Probably composed in spring-summer 1819 at Recanati, L’infinito (The Infinite) was published as the first of the six Idilli or idylls(all composed between 1819 and 1821) in the “Nuovo Ricoglitore”, Milan, (December 1825 and January 1826), and then in the Versi (Bologna 1826) edition.
Leopradi’s definition of “idilli” (indeed distant from the “precedent” that are the Idilli by Mosco, which Leopardi translated in 1815) is given in a later Disegno letterario/Literary Design (1828): “Idylls expressing situations, affections, historic adventures of my soul”: thus poems of an intimate character, juxtaposed against the “militant” Canzoni (and the fact that the Idilli remained unpublished for years says a lot about the “public” image that Leopardi wanted to give of himself in the first part of his life); and also distant from the Canzoni for their distended style, the “simple” vocabulary, and the meter (hendecasyllables).
The poem is immensely famous (it contains some of Leopardi’s most famous lines, like the last three: “And so in this / immensity does my thought drown: / and it is for me sweet to be shipwrecked in this sea”), and has led to many, also discordant, interpretations.
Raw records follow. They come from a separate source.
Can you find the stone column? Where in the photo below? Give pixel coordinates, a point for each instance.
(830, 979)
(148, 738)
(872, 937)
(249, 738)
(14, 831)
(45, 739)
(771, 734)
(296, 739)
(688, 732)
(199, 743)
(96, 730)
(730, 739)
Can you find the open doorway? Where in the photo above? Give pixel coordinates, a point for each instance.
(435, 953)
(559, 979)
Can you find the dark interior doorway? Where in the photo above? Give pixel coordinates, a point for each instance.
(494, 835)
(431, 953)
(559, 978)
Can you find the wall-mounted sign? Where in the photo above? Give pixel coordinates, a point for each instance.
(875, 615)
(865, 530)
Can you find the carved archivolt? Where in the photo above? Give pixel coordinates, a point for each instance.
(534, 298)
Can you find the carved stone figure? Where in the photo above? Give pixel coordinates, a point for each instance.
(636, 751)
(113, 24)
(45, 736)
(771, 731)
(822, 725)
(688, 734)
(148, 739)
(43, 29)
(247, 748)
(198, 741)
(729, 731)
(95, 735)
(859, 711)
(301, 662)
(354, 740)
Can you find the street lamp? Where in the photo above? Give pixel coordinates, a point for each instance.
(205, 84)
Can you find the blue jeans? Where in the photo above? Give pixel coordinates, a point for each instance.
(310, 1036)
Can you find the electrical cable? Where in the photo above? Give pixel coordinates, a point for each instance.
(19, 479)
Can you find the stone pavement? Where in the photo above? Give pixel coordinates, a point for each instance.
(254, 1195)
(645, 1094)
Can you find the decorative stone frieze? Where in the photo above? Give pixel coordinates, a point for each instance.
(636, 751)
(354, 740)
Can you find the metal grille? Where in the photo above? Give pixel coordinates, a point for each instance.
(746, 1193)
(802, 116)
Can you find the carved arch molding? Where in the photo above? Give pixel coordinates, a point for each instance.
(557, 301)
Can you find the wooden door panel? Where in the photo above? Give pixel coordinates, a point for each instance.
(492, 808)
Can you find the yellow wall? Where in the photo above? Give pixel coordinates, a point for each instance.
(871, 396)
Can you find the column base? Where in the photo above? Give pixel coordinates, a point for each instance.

On the concept of the “infinite” Leopardi was also reflected in the Zibaldone, for example in a page shortly after the lyric (Zib., 171, 12-13 luglio ’20):
... alle volte l’anima desidererà ed effettivamente desidera una veduta ristretta e confinata in certi modi, come nelle situazioni romantiche. La cagione è la stessa, cioè il desiderio dell’infinito, perché allora il luogo della vista lavora l’immaginaz., e il fantastico sottentra al reale. L’anima s’immagina quello che non vede, che quell’albero, quella siepe, quella torre gli nasconde, e va errando in uno spazio immaginario, e si figura cose che non potrebbe se la sua vista si estendesse da per tutto, perché il reale escluderebbe l’immaginario.
... at times the soul will desire and effectively desires a restricted and in some ways confined view, as in romantic situations. The reason is the same, that is a desire for the infinite, because then in the place of eyesight works the imagination, and the fantastic replaces the real. The soul imagines that which it cannot see, which that tree, that hedge, that tower hides to its sight, and goes wandering in an imaginary space, and figures things that it could not if its sight were to extend everywhere, because the real would exclude the imaginary.
Among the “precedents” to the Canto, suggestions include Young’s Nights, Alfieri’s Vita and Rousseau’s Discourses.